The best choice for storage technologies will depend largely on how much data (in terms of bytes) you expect to accumulate over the lifetime of your project, so the first thing i would do is try to get some sample data, or make some educated guesses (e.g. how many bytes does 1 temperature recording take up X how many change events am I expecting per day X how many temperature sensors X how many days worth of data you want to store and analyse over time).
Once you have a rough idea of how much data you need to store and analyse, you can use that to start narrowing down your choices. There's no right answer, and others may disagree, but I would suggest that if you're dealing with anything less than terabytes of data, you don't need hadoop (I noticed that's a tag in your question) - hadoop is not really a data storage solution (although it does have it's own file system called HDFS or just DFS), it's more of a framework for processing and transforming huge quantities of data. Also if you don't have thousands of events per second to record, you probably don't need NoSQL solutions either.

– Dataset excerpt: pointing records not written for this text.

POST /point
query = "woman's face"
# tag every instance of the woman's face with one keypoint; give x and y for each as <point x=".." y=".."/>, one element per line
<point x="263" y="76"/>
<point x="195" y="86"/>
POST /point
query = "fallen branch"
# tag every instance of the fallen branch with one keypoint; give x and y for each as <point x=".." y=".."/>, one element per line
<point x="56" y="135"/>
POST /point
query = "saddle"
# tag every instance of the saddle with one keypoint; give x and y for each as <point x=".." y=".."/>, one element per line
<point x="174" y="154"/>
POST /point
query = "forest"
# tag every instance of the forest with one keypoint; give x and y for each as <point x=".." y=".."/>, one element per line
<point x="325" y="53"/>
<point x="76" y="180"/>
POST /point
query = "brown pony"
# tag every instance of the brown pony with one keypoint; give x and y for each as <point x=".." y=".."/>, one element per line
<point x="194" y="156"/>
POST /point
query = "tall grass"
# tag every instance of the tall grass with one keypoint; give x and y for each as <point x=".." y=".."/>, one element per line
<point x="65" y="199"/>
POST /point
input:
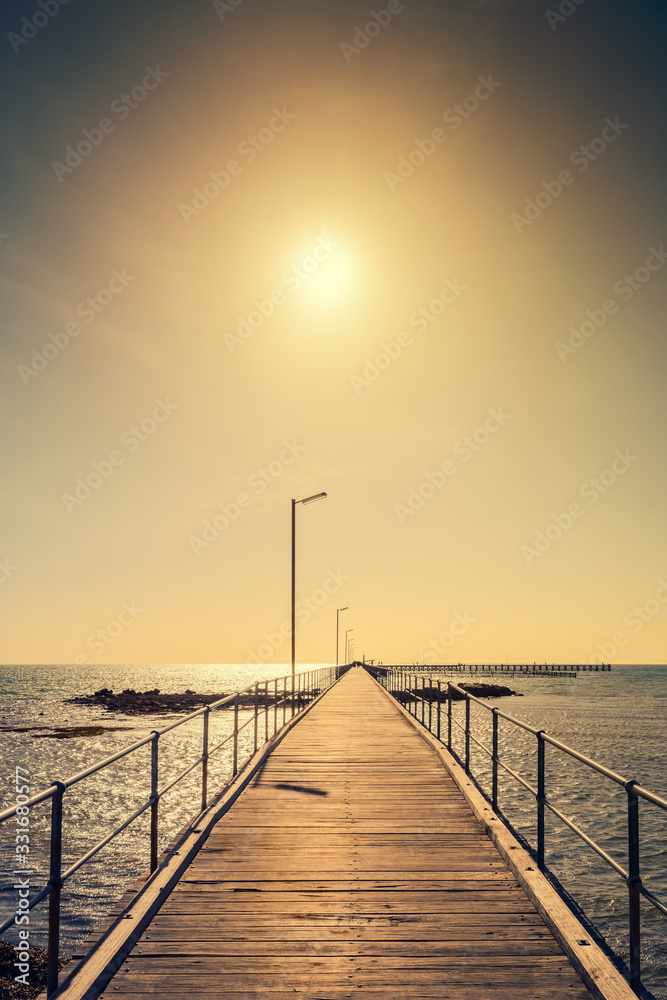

For storage of structured data, given that you've never really done data analysis before, SQL databases are probably the way to go if you have gigabytes or less, and SQL will be easier and more useful to learn - it's mature, been around for ages and is still the go-to standard in most industries, so there are plenty of learning resources. Maybe try out MySQL Community Edition server (free, open source) as a start, I would also recommend the MySQL Workbench to help you get started (a bunch of GUI tools you can use to mess around with SQL when learning)
PS I don't know anything about capturing signals from sensors, so maybe there are more appropriate technologies which I'm not aware of!